National speakers at Men’s Garden Club annual winter seminar


By ELISE McKEOWN SKOLNICK

news@vindy.com

YOUNGSTOWN

Northern gardens are covered with snow, but gardeners still have planting on their minds.

About 140 people from Northeast Ohio and western Pennsylvania attended the ninth annual Men’s Garden Club of Youngstown’s winter seminar Saturday to learn more about gardening.

“We feel that the winter is a great time to have a garden seminar, because people have their tools put away and their gardens have been put to bed,” said Lynn Hoffman, chairman of the event. “So it’s a great time for gardeners to gather.”

The theme for this year’s seminar, at the D.D. and Velma Davis Education & Visitor Center in Mill Creek MetroParks’ Fellows Riverside Gardens, was “Four Seasons of Color.”

Speakers from Cleveland, Philadelphia and Boston gave talks on container gardening, conifers and other topics.

Sharon Hodge, a master gardener from New Castle, Pa., has attended for three years.

“They always have an excellent program, and I always learn something new in terms of the new plants that are coming out or I learn about how to solve a problem in my landscape,” Hodge said. “I always want to come here because I learn so much all in one day.”

This year, for example, she learned about conifers. The speakers are helpful, she noted, and willing to answer questions.

“I was looking to fill a hillside, but [a speaker] said conifers grow best in well-drained soil, but I don’t have well-drained soil,” Hodge said.

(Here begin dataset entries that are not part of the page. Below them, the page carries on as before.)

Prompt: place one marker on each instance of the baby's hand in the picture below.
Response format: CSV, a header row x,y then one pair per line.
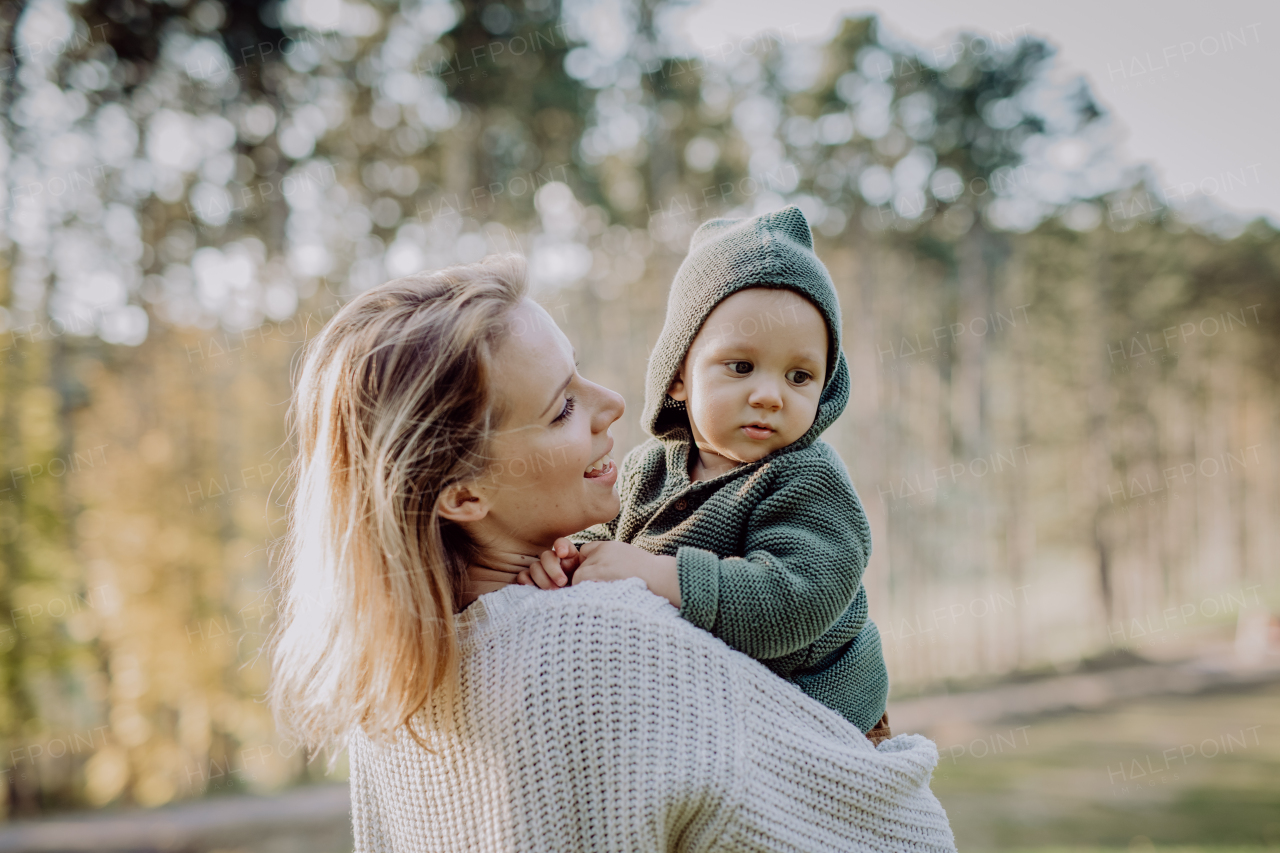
x,y
553,566
618,561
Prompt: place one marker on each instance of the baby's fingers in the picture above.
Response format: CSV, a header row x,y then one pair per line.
x,y
551,565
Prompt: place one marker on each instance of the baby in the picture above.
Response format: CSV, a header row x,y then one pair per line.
x,y
735,511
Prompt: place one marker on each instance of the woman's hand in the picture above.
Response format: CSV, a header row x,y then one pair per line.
x,y
553,568
618,561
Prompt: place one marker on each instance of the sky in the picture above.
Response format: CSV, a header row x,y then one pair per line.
x,y
1194,86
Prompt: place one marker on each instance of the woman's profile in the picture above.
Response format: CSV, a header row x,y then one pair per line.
x,y
442,425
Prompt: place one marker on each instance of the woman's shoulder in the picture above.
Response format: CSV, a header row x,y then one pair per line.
x,y
626,601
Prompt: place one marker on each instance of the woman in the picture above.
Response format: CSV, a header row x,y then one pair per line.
x,y
442,424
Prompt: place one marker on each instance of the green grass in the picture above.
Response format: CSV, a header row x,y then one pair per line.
x,y
1072,781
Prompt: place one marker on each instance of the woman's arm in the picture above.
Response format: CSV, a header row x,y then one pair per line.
x,y
732,756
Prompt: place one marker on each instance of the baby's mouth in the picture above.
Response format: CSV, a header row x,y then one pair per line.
x,y
599,468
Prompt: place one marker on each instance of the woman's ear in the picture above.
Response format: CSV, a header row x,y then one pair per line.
x,y
677,387
462,503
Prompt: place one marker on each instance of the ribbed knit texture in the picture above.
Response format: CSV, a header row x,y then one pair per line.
x,y
771,555
594,719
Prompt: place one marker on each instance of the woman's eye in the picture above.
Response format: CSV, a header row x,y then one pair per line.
x,y
566,411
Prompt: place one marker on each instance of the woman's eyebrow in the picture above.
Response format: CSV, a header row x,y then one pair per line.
x,y
558,392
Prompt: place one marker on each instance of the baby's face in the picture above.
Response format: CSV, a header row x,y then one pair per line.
x,y
753,375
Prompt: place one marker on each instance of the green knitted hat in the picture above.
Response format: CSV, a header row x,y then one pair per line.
x,y
725,256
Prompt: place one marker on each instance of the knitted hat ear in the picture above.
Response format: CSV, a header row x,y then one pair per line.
x,y
709,229
792,223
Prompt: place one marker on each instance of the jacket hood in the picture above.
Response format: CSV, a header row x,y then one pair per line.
x,y
726,256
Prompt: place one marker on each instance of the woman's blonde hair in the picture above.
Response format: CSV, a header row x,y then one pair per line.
x,y
391,407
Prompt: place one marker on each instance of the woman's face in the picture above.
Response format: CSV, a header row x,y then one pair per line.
x,y
551,474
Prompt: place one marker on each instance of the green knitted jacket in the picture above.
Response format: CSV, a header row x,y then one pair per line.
x,y
769,555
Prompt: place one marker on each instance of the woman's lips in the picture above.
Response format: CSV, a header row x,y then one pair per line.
x,y
607,475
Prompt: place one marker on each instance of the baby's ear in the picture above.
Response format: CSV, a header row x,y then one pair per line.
x,y
677,387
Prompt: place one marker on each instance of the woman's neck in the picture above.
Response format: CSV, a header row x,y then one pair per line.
x,y
498,561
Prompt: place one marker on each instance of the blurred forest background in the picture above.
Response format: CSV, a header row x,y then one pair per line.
x,y
1064,420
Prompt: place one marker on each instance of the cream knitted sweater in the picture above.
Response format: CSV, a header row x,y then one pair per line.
x,y
594,717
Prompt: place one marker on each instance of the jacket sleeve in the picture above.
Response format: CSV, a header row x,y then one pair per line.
x,y
807,546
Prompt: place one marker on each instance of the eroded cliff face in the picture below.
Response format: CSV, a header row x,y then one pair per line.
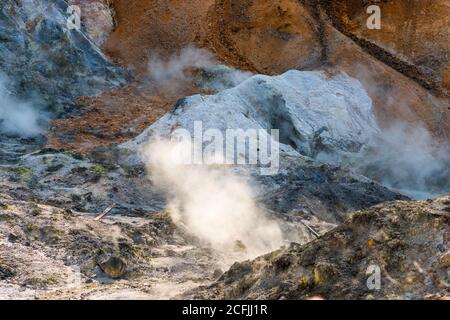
x,y
149,26
95,159
405,75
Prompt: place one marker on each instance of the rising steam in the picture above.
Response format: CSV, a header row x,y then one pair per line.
x,y
17,117
407,159
214,205
178,72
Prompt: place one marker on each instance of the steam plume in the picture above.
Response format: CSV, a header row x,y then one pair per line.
x,y
214,205
17,117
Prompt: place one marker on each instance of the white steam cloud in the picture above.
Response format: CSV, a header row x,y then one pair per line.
x,y
407,159
214,205
174,74
17,117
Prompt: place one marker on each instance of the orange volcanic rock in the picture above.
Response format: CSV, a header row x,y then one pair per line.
x,y
267,36
404,66
97,17
145,26
414,37
405,76
110,118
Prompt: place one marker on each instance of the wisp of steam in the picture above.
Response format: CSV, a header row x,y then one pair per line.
x,y
17,117
212,203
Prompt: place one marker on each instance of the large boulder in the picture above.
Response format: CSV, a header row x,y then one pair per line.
x,y
315,112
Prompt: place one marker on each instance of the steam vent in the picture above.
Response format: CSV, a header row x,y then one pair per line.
x,y
224,149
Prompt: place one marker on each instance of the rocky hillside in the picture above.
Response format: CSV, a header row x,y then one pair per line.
x,y
93,205
407,241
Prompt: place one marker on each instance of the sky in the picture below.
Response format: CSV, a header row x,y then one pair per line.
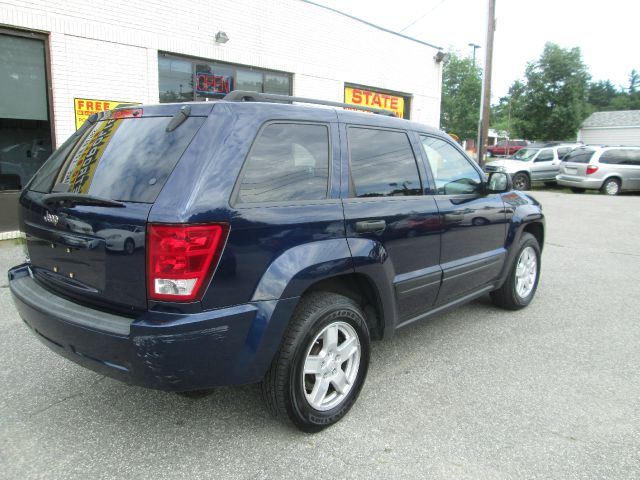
x,y
606,32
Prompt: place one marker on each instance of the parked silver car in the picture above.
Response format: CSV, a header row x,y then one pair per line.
x,y
536,163
608,169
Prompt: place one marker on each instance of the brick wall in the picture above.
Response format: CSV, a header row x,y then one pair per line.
x,y
110,50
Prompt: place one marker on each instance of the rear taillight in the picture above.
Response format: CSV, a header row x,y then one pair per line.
x,y
182,258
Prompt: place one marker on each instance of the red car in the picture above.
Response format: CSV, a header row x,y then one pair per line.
x,y
506,147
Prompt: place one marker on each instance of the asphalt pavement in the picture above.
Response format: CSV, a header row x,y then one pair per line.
x,y
549,392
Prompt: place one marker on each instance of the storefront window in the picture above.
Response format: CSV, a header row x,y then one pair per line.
x,y
25,131
249,80
275,83
179,77
176,80
213,81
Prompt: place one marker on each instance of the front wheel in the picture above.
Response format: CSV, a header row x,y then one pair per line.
x,y
319,371
521,181
611,187
520,286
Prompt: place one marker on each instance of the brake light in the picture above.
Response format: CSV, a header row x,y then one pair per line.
x,y
182,258
126,113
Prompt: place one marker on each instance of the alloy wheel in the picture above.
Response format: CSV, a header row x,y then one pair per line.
x,y
331,366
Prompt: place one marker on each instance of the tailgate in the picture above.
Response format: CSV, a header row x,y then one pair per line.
x,y
85,212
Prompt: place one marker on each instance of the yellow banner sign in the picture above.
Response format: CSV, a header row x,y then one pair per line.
x,y
84,107
368,98
87,157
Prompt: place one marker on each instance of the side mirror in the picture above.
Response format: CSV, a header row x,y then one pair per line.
x,y
499,182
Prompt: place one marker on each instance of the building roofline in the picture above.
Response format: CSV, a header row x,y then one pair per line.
x,y
406,37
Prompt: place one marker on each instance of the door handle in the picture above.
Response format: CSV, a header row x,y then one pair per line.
x,y
371,226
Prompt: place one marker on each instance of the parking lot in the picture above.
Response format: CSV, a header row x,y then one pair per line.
x,y
551,391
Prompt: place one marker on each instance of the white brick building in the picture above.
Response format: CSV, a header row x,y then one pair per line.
x,y
142,52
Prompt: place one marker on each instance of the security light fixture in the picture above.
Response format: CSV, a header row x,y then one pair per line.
x,y
441,57
221,37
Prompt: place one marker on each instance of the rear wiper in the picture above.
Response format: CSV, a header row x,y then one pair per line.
x,y
179,118
71,199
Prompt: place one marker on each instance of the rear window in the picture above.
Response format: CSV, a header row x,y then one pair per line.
x,y
579,155
620,157
126,159
288,162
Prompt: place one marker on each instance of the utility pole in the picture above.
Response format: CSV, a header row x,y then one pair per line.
x,y
486,91
475,47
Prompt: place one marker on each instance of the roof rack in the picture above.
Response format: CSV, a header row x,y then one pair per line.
x,y
244,96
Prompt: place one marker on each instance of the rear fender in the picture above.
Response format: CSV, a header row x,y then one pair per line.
x,y
298,268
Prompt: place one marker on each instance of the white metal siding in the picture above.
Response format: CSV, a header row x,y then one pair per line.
x,y
610,136
110,50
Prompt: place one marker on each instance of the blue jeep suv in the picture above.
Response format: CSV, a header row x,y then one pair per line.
x,y
261,238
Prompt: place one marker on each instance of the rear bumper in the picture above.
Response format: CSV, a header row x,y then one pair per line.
x,y
578,182
164,351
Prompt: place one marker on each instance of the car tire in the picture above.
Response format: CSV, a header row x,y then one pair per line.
x,y
611,186
521,181
325,350
522,280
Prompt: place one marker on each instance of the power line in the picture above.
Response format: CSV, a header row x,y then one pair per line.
x,y
422,16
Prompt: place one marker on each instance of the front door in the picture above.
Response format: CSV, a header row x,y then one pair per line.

So she asked how to handle that problem and learned that planting any member of the spruce family would be a good option.

First-time attendee Leonard Fisher of Liberty recently built a house and will be adding plants around it.

“So, we want to get some knowledge on what to plant, what not to plant, get some landscape ideas,” he said.

He particularly enjoyed learning about container gardening. He plans to use some of the ideas on his patio.

The event included lunch, a raffle with more than $2,800 in items, including books, tools and gift certificates and more than $500 in door prizes.

Speakers were Andrew Bunting, curator at the Scott Arboretum of Swarthmore College; Brent Markus, owner of Markus Specimen Trees; and Bob Rensel, a gardener at Cleveland Botanical Garden.

The Men’s Garden Club of Youngstown is one of the oldest men’s garden clubs in the country. It aims to promote a better understanding of gardening through education and to practice horticultural diversity for all segments of the community. Its annual winter seminar sells out each year.